Fundal height, or McDonald's rule, is a measurement of the size of the uterus used to assess fetal growth and development during pregnancy. It is measured from the top of the mother's uterus to the top of the mother's pubic symphysis. Fundal height, when expressed in centimeters, roughly corresponds to gestational age in weeks between 16 and 36 weeks for a vertex fetus. When a tape measure is unavailable, finger widths are used to estimate centimeter (week) distances from a corresponding anatomical landmark. However, landmark distances from the pubic symphysis are highly variable depending on body type. In clinical practice, recording the actual fundal height measurement from the palpable top of the uterus to the superior edge of the pubic symphysis is standard practice beginning around 20 weeks gestation.

Most caregivers will record their patient's fundal height on every prenatal visit.
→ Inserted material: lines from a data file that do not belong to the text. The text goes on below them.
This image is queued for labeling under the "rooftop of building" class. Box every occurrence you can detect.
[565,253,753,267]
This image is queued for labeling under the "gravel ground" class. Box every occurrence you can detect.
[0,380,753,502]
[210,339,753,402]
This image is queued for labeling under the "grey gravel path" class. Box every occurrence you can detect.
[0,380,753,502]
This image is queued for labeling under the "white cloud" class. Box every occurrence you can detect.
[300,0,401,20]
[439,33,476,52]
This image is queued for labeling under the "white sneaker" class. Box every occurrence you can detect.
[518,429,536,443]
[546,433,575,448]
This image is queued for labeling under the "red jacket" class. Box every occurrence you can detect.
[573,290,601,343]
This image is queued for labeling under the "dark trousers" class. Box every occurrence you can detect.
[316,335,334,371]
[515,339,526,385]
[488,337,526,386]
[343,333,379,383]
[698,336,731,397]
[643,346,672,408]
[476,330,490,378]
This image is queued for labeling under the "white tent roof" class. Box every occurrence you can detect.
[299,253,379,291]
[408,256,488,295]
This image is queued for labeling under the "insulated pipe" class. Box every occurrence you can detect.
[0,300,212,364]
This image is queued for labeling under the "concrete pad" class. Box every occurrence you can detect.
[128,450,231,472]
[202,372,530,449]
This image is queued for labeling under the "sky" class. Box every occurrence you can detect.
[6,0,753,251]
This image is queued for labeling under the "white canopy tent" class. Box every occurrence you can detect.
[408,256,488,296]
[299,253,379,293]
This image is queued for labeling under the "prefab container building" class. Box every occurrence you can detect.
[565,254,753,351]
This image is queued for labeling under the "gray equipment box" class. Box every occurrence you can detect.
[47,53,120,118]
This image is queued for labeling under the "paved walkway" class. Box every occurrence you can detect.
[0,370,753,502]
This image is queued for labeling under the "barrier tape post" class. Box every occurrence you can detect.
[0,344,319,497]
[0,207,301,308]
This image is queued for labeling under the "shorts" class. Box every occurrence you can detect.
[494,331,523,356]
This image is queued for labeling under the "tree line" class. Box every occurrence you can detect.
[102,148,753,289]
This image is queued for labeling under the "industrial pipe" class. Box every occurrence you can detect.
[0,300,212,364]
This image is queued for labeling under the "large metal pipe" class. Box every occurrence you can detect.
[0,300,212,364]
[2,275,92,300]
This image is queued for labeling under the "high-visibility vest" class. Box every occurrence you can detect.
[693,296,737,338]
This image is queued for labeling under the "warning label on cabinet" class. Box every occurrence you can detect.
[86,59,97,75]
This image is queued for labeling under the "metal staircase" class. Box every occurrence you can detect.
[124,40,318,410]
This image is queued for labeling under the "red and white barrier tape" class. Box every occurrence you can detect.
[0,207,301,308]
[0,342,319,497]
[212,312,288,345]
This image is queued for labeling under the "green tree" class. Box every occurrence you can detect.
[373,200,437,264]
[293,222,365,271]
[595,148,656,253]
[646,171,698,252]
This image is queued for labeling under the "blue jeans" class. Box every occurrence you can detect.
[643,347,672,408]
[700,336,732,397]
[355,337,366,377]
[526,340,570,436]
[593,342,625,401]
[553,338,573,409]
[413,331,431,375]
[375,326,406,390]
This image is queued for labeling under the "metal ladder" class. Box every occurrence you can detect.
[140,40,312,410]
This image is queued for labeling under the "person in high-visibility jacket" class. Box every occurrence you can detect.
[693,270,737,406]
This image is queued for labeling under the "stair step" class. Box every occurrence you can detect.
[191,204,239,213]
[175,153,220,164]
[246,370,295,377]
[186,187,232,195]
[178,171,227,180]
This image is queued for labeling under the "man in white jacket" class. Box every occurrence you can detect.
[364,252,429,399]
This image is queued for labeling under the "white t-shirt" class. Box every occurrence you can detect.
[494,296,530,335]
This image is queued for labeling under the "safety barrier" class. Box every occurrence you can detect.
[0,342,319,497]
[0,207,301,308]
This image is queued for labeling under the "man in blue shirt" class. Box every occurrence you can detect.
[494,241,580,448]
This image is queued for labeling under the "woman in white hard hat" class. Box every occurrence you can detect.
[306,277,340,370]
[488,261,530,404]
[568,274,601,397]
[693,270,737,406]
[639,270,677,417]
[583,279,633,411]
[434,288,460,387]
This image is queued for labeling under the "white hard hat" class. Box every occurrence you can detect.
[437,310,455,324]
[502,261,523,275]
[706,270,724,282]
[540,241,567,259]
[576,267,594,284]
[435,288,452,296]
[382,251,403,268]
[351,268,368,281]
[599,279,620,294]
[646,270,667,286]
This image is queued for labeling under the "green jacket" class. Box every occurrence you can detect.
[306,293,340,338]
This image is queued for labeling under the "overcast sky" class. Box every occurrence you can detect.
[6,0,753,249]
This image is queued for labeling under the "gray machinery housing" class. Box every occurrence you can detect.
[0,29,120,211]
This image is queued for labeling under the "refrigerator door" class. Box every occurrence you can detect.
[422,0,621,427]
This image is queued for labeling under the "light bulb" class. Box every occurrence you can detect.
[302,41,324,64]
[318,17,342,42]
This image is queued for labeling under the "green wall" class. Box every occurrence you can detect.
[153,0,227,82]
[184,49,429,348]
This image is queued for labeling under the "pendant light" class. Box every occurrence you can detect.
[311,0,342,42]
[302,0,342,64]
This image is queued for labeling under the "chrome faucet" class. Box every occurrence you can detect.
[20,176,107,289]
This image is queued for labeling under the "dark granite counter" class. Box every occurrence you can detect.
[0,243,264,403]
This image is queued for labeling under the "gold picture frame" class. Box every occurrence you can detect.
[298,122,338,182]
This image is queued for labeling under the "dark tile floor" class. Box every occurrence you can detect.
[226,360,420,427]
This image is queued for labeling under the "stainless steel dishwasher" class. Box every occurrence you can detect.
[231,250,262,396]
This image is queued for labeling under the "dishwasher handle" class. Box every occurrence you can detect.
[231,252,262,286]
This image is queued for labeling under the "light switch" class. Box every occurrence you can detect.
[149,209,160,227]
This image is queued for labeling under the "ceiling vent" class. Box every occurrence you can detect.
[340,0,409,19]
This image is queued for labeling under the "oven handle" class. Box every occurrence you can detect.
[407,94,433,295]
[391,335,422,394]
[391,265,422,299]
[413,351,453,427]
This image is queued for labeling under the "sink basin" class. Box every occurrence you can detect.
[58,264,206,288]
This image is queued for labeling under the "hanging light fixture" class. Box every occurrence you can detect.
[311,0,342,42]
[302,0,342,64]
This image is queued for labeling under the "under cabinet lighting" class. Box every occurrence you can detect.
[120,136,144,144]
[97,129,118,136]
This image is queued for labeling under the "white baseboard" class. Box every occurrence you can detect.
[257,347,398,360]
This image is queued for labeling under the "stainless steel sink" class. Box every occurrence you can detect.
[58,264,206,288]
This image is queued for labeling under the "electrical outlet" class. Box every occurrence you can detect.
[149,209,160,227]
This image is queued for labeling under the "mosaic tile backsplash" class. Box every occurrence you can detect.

Measuring the fundal height can be an indicator of proper fetal growth and amniotic fluid development.

Knowledge of gestational age may impact how the height is measured.

==Fundal height landmarks==

| Gestational age | Fundal height landmark |
|---|---|
| 12–14 weeks | Pubic symphysis |
| 16 weeks | Between Umbilicus and pubic symphysis |
| 20–22 weeks | Umbilicus |
| 36 weeks | Xiphoid process of sternum |
| 37–40 weeks | Regression of fundal height between 36 and 32 cm |

==Shorter measure==
A shorter measure can happen for one of the following reasons:
- Fetus descent into the pelvis, seen normally two to four weeks before delivery
- Error in estimated date of pregnancy based on first day of last menstrual period
- Fetus is healthy but physically small
- Oligohydramnios
- Non longitudinal lie
- Small for gestational age or Intrauterine Growth Restriction

==Longer measure==
On the other side, a longer measure can be caused by:
- Twins, or other types of multiple births
- Error in estimated date of conception
- Fetus is healthy but physically large
- Gestational diabetes causing a larger baby
- Polyhydramnios
- Large for gestational age
- Hydatidiform Mole
- Breech birth

As a pregnancy approaches its end, the fundal height will become less accurate.
Symphysiofundal height is more accurate at 14–32 weeks.